The professional was able to annotate without a single error just 12.4% of the words, while the AI correctly recorded 46.8%. Researchers note that many errors can be called minor. For example, the missing "s" at the end of words. If we approach the analysis of the results less strictly, then the system actually recognized much more than half of the words on television.
With this result, DeepMind significantly surpasses all other lip-reading programs, including the aforementioned LipNet, which was also developed at Oxford University. However, it is too early to talk about final superiority, because LipNet was not trained on such a large data set.
According to experts , DeepMind is a big step towards developing a fully automatic lip reading system.

Architecture of the WLAS module (Watch, Listen, Attend and Spell) and the convolutional neural network for lip reading
The great merit of the researchers is that they have compiled a gigantic data set for learning and testing the system with 17,500 unique words. After all, this is not just five years of continuous recording of television broadcasts in competent English, but also clear synchronization of video and sound (TV often rassinhron up to 1 second, even on professional English television), as well as the development of a speech recognition module that overlaps in the video and is used in training the lip-reading system (WLAS module, see diagram above).
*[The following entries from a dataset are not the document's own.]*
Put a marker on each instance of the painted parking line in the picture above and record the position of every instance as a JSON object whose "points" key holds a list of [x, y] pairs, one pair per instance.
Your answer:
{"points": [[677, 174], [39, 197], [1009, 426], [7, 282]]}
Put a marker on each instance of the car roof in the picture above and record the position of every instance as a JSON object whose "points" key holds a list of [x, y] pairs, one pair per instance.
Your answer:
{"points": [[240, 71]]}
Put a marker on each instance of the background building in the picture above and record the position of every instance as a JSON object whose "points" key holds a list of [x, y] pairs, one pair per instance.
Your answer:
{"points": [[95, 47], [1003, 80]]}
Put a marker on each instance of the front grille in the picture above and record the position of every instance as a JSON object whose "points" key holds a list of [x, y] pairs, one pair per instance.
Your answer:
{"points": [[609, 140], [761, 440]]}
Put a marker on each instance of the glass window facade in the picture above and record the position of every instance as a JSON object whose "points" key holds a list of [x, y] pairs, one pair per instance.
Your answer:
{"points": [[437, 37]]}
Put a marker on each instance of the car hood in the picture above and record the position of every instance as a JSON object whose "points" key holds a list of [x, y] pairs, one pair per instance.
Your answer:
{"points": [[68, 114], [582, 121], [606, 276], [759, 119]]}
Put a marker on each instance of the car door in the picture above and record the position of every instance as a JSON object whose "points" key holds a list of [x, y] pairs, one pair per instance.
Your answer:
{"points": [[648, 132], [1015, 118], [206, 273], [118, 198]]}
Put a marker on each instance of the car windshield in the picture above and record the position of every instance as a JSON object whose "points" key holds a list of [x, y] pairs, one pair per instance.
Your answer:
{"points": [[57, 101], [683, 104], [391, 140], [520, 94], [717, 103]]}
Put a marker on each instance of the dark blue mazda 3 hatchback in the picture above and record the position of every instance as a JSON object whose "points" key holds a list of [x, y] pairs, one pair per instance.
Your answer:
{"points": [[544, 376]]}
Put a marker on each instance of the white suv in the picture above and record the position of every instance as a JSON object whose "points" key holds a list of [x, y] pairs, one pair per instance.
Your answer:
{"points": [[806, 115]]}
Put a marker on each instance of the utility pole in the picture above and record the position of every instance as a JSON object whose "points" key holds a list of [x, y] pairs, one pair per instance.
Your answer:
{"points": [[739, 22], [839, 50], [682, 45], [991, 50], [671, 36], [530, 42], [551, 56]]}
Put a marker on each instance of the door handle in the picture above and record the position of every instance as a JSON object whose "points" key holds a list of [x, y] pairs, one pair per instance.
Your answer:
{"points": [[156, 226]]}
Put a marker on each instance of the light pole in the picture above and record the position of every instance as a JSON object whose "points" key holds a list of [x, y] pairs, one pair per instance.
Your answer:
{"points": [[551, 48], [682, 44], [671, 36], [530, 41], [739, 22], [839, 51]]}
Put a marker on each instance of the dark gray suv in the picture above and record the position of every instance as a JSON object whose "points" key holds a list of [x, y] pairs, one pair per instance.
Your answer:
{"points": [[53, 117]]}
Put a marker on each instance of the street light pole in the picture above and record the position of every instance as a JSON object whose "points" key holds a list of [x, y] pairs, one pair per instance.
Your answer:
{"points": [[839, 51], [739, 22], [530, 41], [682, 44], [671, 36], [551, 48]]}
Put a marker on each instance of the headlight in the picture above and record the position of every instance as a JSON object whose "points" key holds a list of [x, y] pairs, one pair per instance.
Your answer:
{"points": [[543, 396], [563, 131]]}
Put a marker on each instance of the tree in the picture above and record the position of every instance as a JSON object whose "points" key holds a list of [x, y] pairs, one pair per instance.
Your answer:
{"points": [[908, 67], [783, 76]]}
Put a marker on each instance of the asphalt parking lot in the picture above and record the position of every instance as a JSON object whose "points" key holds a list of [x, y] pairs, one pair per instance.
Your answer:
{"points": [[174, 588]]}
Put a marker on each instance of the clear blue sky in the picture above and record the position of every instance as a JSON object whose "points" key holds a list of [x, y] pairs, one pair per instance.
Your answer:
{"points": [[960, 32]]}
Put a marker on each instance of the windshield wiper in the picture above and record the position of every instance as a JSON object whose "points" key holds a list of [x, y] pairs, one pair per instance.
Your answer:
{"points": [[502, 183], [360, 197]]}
In the case of the slightest rassinhrona training system becomes virtually useless, because the program can not determine the correct match sounds and lip movements. After a thorough preparatory work, the training of the program was completely automatic - she independently processed all 5,000 videos.
Previously, such a set simply did not exist, therefore, the same LipNet authors were forced to confine themselves to the GRID base. To the credit of the developers DeepMind, they promised to publish a data set in the public domain for training other AI. Colleagues from the LipNet development team have already said that they are looking forward to it.
The scientific work is published in the public domain on the site arXiv (arXiv: 1611.05358v1).
If commercial lip-reading systems appear on the market, then the life of ordinary people will become much easier. It can be assumed that such systems will immediately integrate into televisions and other household appliances to improve voice control and practically error-free speech recognition.